We believe that core AI security tooling should be open and accessible.
That is why we are releasing Wolf Defender, a prompt-injection detection model trained on only ~5% of our full training dataset. Despite its small size, the model already outperforms several existing open-source detectors across multiple benchmarks (see evaluation below). Our full internal model (used inside Patronus Protect) is trained on the complete dataset and performs even stronger.
Wolf Defender was intentionally trained on heavily augmented data to improve generalization across the prompt-injection threat space.
This includes techniques such as:
unicode & homoglyph perturbations
encoded injections (e.g. base64)
HTML and code comment injections
structural wrappers
spacing and casing perturbations
In addition, we applied targeted regularization techniques to reduce the common bias toward simple trigger words such as "Ignore previous instructions".
Our goal was not to create a detector that only recognizes known prompts, but one that learns the structure of prompt-injection attacks.
Wolf Defender is trained on an evolving dataset that we continuously expand with new attack patterns. Our training pipeline allows us to rapidly adapt the model to emerging threats.

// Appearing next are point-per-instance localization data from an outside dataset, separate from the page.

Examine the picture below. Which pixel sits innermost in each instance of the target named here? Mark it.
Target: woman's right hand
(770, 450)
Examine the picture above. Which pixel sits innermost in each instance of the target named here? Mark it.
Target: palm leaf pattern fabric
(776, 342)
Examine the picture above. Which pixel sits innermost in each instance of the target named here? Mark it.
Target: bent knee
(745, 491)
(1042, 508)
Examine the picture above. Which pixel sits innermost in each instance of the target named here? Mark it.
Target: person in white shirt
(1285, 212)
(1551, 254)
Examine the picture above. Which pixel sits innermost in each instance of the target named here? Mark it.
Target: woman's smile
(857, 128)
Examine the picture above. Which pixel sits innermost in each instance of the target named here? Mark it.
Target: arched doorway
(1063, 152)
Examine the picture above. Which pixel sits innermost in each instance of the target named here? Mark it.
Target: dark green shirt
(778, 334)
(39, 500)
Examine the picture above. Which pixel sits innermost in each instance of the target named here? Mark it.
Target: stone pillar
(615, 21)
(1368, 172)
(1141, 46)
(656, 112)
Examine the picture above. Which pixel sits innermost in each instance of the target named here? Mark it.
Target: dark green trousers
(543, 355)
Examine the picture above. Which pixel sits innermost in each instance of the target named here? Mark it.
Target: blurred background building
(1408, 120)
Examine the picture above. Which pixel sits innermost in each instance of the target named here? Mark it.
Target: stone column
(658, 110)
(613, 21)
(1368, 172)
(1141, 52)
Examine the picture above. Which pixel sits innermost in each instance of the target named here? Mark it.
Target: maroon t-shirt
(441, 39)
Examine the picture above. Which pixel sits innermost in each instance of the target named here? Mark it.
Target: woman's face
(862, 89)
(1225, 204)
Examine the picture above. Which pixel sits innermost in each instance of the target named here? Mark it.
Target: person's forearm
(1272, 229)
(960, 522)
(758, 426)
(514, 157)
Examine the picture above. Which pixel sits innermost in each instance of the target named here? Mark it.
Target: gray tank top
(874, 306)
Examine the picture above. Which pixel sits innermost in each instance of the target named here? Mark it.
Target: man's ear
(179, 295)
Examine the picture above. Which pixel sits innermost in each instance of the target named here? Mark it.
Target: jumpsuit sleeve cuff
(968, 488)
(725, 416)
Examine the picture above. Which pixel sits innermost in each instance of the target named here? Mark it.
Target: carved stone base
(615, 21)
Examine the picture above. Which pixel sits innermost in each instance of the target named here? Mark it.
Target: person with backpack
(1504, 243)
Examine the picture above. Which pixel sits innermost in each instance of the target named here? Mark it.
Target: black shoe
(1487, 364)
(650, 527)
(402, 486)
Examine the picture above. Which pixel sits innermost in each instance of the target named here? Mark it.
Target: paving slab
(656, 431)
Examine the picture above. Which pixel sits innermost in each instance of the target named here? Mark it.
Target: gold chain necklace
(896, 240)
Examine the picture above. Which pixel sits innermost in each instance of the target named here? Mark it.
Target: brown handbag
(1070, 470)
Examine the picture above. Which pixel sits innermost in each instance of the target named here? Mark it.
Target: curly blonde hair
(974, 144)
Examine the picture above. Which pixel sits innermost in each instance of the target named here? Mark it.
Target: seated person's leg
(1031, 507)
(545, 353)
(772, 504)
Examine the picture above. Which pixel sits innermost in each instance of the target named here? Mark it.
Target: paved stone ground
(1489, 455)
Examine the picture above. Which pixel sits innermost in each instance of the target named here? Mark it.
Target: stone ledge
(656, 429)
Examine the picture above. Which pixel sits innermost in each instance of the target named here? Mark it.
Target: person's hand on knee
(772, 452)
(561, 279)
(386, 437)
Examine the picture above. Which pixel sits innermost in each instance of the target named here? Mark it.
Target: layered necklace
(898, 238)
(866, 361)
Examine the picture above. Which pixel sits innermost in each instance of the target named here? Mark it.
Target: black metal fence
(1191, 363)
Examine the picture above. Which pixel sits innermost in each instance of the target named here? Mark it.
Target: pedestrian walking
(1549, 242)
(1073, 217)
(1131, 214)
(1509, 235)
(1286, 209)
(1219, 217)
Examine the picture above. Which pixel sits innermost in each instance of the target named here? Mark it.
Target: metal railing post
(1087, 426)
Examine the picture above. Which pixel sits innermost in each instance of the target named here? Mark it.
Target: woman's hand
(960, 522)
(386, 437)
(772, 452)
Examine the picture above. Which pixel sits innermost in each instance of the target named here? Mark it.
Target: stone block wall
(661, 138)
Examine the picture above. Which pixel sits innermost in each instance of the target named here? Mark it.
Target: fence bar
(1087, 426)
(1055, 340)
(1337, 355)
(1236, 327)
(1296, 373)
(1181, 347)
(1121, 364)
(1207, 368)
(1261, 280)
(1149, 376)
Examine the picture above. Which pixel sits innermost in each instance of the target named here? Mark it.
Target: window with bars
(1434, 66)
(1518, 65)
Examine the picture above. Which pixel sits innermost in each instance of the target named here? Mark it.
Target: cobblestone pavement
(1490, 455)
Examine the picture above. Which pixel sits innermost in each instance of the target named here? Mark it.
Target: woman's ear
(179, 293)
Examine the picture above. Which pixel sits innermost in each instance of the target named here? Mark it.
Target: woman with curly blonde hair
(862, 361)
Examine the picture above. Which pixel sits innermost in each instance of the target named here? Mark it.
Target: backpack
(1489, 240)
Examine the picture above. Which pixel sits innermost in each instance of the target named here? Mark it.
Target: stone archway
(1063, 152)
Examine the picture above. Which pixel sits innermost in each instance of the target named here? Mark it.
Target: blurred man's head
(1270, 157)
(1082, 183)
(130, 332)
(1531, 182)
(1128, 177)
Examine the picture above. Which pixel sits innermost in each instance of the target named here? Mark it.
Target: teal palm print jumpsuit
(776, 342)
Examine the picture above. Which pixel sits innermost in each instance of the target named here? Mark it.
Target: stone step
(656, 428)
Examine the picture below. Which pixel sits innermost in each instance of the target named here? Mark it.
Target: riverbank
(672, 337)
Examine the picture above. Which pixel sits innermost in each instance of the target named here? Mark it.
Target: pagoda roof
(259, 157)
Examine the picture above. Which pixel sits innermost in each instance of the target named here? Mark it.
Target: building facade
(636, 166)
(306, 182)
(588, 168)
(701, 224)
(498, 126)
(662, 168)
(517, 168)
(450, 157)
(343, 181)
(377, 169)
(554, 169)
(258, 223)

We see this release as the first step toward a broader ecosystem of open AI security models. Wolf Defender will be one of several upcoming models we plan to release as part of our effort to make on-device AI usage safer and more controllable.
This first model uses a ModernBERT-style architecture to validate the approach. For truly efficient on-device AI security inference, we already have several additional approaches in development.
We’re excited to share Wolf Defender with the community and contribute to making AI systems safer.